Jesienią szykuje nam się nowa transza walki o władzę. Znowu partie staną naprzeciwko siebie i zaczną rywalizować o zainteresowanie wyborców. Przez systematycznie w radio, telewizji i na reklamach widujemy uśmiechnięte twarze polityków, którzy obiecują nam złote góry, niemniej jednak wybory 2015 tak w rzeczywistości wymuszają na nich takie postępowanie. Nam może się wydawać, że to, co oni obiecają, zostanie spełnione. Na nieszczęście de facto jest tak, że to tylko czcze gadanie.
Nie możemy przewidzieć, kto tak realnie wygra te wybory, ale możemy podejrzewać, komu wyborcy przyznają najwięcej głosów.
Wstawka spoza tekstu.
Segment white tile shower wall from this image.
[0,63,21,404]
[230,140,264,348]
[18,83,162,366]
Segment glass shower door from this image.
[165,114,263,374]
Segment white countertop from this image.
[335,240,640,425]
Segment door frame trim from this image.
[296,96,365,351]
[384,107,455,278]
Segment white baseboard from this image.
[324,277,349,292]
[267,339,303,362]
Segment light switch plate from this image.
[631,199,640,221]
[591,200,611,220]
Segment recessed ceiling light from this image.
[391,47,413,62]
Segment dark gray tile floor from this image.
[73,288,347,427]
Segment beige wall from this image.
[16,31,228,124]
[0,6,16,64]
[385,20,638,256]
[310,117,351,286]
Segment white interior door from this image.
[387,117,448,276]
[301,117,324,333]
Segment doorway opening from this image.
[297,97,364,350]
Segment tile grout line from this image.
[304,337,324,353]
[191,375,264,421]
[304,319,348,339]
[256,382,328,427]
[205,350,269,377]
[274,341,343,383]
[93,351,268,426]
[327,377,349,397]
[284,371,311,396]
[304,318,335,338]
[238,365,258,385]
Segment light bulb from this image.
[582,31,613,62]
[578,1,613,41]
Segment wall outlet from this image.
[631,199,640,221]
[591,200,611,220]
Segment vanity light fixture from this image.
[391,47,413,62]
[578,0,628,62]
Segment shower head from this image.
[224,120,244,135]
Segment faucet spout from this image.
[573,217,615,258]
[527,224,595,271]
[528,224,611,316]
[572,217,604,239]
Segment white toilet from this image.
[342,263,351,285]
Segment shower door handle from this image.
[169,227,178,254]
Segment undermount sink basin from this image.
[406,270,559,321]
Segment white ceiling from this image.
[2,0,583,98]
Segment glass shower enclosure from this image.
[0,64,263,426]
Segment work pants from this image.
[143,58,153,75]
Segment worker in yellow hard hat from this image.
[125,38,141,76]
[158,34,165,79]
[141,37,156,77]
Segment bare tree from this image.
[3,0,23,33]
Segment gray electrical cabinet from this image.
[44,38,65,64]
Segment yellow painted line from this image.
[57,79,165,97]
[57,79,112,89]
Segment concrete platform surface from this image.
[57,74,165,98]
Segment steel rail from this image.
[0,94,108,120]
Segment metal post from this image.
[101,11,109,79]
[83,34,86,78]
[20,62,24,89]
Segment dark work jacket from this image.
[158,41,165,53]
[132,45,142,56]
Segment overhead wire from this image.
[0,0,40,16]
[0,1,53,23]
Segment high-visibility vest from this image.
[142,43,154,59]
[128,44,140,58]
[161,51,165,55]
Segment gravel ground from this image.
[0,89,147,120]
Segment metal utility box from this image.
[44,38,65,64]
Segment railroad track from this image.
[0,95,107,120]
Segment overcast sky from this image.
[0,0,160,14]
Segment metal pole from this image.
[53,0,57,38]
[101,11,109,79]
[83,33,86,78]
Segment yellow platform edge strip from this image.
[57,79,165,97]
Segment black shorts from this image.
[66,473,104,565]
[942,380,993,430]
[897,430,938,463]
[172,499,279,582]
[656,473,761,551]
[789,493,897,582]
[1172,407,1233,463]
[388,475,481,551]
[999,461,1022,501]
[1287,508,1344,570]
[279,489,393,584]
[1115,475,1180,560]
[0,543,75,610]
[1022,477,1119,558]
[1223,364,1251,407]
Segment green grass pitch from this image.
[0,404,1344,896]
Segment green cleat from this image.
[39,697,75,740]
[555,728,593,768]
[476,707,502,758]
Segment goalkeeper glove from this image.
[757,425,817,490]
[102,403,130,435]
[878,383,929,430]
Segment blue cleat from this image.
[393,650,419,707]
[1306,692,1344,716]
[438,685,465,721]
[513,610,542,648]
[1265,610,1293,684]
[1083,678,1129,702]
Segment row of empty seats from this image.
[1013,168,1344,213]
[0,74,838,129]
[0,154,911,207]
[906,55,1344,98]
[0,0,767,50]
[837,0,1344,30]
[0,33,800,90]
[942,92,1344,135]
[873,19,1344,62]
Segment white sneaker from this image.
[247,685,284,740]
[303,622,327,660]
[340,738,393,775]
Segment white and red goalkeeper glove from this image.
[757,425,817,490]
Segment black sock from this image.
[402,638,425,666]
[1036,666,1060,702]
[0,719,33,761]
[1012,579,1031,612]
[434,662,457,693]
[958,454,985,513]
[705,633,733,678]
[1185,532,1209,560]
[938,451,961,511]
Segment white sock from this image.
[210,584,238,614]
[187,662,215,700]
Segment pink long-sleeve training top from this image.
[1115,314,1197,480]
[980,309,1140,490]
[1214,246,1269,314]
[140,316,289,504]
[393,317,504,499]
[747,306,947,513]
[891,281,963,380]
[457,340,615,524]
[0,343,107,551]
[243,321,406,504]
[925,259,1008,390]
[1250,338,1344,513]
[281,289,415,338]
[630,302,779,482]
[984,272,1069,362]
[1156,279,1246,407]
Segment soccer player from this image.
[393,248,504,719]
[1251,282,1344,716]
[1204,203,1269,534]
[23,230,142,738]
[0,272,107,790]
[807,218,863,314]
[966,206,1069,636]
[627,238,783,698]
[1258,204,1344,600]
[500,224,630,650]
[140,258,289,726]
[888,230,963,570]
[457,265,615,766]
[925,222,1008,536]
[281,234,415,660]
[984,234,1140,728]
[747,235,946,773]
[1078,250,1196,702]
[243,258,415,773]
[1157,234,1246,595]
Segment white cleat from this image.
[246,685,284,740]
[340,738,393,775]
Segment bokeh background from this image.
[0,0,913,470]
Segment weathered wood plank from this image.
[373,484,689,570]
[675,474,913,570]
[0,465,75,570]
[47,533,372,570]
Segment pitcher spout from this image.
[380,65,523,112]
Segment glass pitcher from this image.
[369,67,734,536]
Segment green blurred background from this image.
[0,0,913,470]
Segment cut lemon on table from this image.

Z racji tego, że Platforma Obywatelska prawdopodobnie większości ludzi zaszła już za skórę, wszystko wygląda na to, że wybory jesień 2015 wygra Prawo i Sprawiedliwość. Inne partie posiadają tak de fakto tak mamy udział na arenie politycznej, że nie ma co liczyć na to, ażeby partia Kukiza lub ktokolwiek inny wygrał te wybory. Tak w rzeczywistości od lat na arenie politycznej posiadamy tylko dwa, silne i cały czas walczące ze sobą obozy. Obozy te przepychają się ze sobą i płaszczą tuż przed wyborami. W późniejszym czasie jednak robią to, co wolą i nic nie ma możliwość na to nic poradzić. Niestety tak jest w każdej sytuacji. Każdy, kto chce dojść do władzy, najpierw obiecuje złote góry, a później wybory do parlamentu 2015 pokazują, że efekt jest podobny. Tak więc jakie to ma dla nas znaczenie, kto wygra te wybory, skoro ich efekt w każdej sytuacji będzie analogiczny? Wygląda na to, że ma to niewielkie znaczenie. Czas politycznej przepychanki jeszcze się nie skończył, a wynik nie jest niezbity.
Więcej: wybory 2015 na kogo glosowac.